Exploration du parcours artistique d’une pianiste qui se dit “curieuse de tout”.

Françoise Toullec © Jacky Joannès

Rencontre avec une musicienne résolument hors des sentiers battus, qu’on peut considérer sans exagération comme une exploratrice de la musique, mais aussi d’autres formes artistiques qu’elle lui associe depuis toujours. Cette pianiste, dont la fantaisie au sens le plus noble du terme est partie prenante de la démarche musicale, n’a eu de cesse de brasser les influences nombreuses qui traversent son imaginaire en multipliant les formes d’expression, du solo à l’orchestre et en accordant une place importante aux mots, ceux de Samuel Beckett notamment. La publication récente de Ça qui est merveilleux, en duo avec Dominique Fonfrède, nous a donné l’envie d’en savoir un peu plus sur une artiste qui n’aime rien tant que d’embrasser des paysages sonores les plus vastes possibles.

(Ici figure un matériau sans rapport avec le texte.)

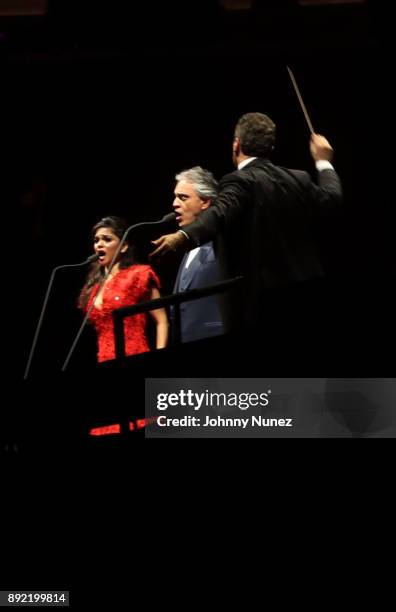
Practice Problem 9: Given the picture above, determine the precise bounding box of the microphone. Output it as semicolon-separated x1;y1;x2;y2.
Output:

Françoise Toullec © Jacky Joannès

- Pouvez-vous nous donner une définition de vous-même en tant que musicienne et femme ?

En deux mots je suis une femme curieuse de tout, en musique en art en politique en philosophie… que sais-je ? Curieuse de tout ce qui me fait mieux connaître le monde dans lequel je vis, et par la même occasion mieux me connaître aussi.

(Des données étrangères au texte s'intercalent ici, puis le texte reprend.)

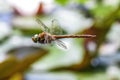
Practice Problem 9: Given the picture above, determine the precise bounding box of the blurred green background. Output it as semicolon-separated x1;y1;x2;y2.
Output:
0;0;120;80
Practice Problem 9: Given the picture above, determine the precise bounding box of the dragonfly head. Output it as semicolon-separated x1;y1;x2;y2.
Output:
32;34;39;43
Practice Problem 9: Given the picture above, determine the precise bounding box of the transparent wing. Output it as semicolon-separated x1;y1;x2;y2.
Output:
50;19;63;35
55;40;67;49
35;17;49;32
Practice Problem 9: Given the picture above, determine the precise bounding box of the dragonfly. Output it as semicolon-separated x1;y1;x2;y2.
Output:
32;17;96;49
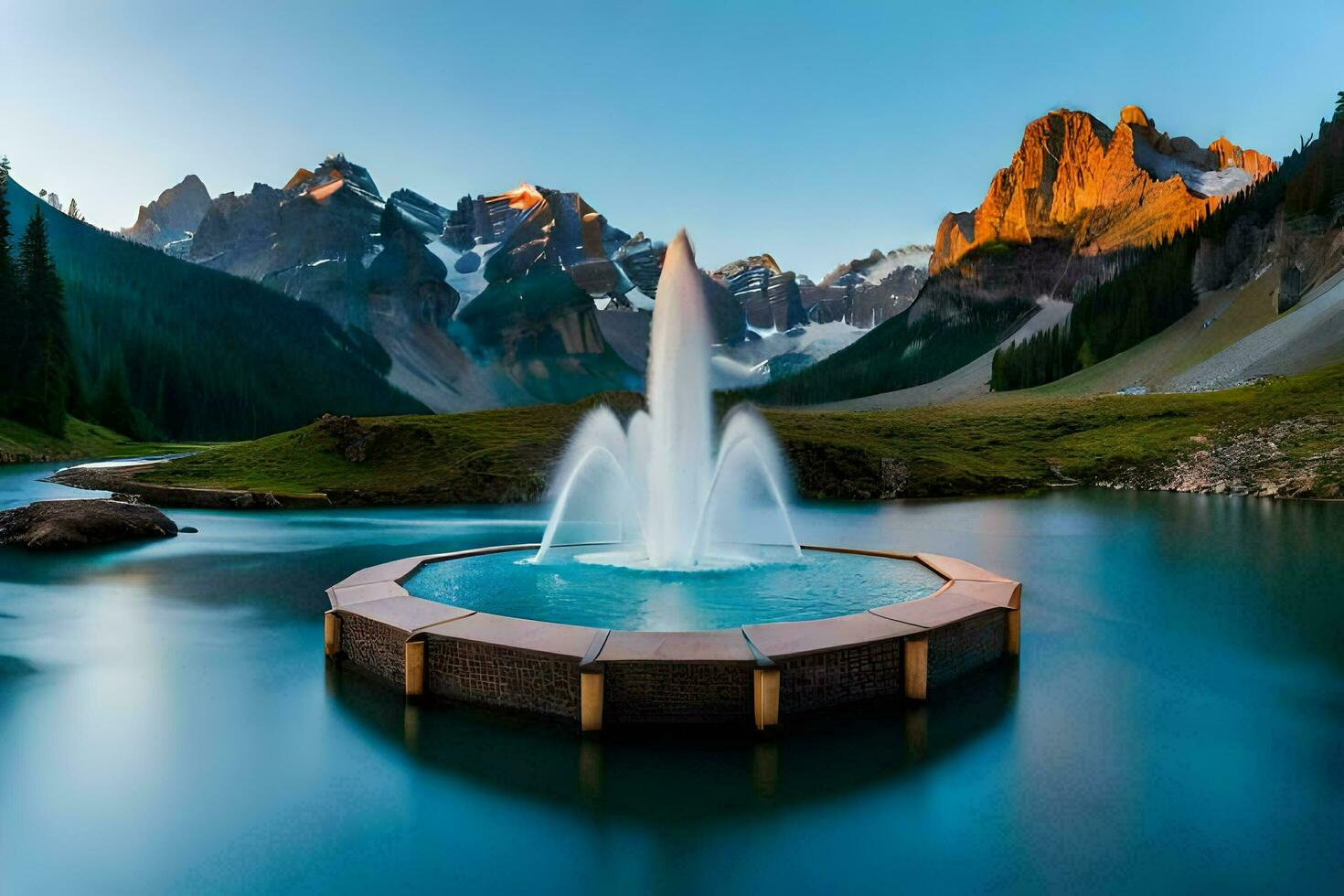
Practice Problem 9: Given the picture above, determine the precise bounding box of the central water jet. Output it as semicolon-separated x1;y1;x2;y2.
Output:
534;231;801;570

- Si vous deviez résumer votre démarche artistique et musicale et plus simplement, votre parcours ?

Je suis autodidacte. Après avoir suivi un cursus universitaire en Lettres et Histoire, j’ai renoué avec le piano et la musique en suivant des stages de jazz et d’improvisation à l’IACP d’Alan Silva et les cours d’instrument à l’École Martenot. Mon désir a toujours été de croiser les genres musicaux, et si possible de renouveler le lien étroit écriture et improvisation, ce que j’ai fait avec différentes formations. Particulièrement sous la forme de duos avec le guitariste Mimi Lorenzini, la chanteuse et poète Tania Pividori, la vocaliste et comédienne Dominique Fonfrède, ou encore au sein du quintet La Banquise. J’ai souhaité explorer la multiplicité des timbres et des espaces pianistiques, en me passionnant pour la relation des mots aux sons, de la littérature à la musique, et en inscrivant la fantaisie sous toutes ses formes dans mes recherches. C’est dans le cadre de cette démarche pluridisciplinaire que j’ai collaboré avec des plasticiens, des peintres, des vidéastes et particulièrement avec le sculpteur bruitiste William Noblet.

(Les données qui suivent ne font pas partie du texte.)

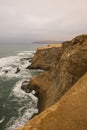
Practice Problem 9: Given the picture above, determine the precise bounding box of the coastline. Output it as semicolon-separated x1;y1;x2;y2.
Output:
18;35;87;130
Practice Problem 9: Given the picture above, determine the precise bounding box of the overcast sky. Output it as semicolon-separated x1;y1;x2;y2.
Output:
0;0;87;43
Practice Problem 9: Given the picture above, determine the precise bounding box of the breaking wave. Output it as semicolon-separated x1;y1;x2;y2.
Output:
0;51;38;130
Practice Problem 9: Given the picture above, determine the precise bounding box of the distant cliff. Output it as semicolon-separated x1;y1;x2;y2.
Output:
19;35;87;130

Je compose pour tout type de formule instrumentale, du soliste à l’orchestre, avec ou sans électronique, ainsi que pour la voix. Citons : Les Deux Soleils et les Deux Lunes, spectacle dramatique pour orchestre, installation sonore, dispositif électronique et chorégraphie, commande de l’ensemble Pagaille en 2003 ; L’Opéra bleu d’après la pièce de Calaferte, pour voix, guitare, piano et structures sonores, création au théâtre de Nogent-sur-Seine lors du festival Manifestives en 2007 ; Fantaisie en si pour ensemble et électronique, commande de Radio France pour l’émission Alla Breve créée par le quintet La Banquise en 2013 ; Le Gouffre d’en haut, une comédie sonore circassienne et dadaïste, une création par l’ensemble L’Archipel Nocturne au Nouveau Relax de Chaumont en 2016 ; Des espèces en voie d’apparition, œuvre chorégraphique pour flûtes à bec et piano en 2018 ; Un hibou sur la corde, série de pièces pour le piano de concert Opus 102 en 2018. Ma dernière création est Le Bateleur, parades et variations, une commande d’État en 2020, au CNCM Césaré en mai 2021.

Françoise Toullec, Magali Imbert, Imre Thormann, « Des espèces en voie d’apparition ».

- Quelles sont vos influences majeures (et pas forcément musicales) ?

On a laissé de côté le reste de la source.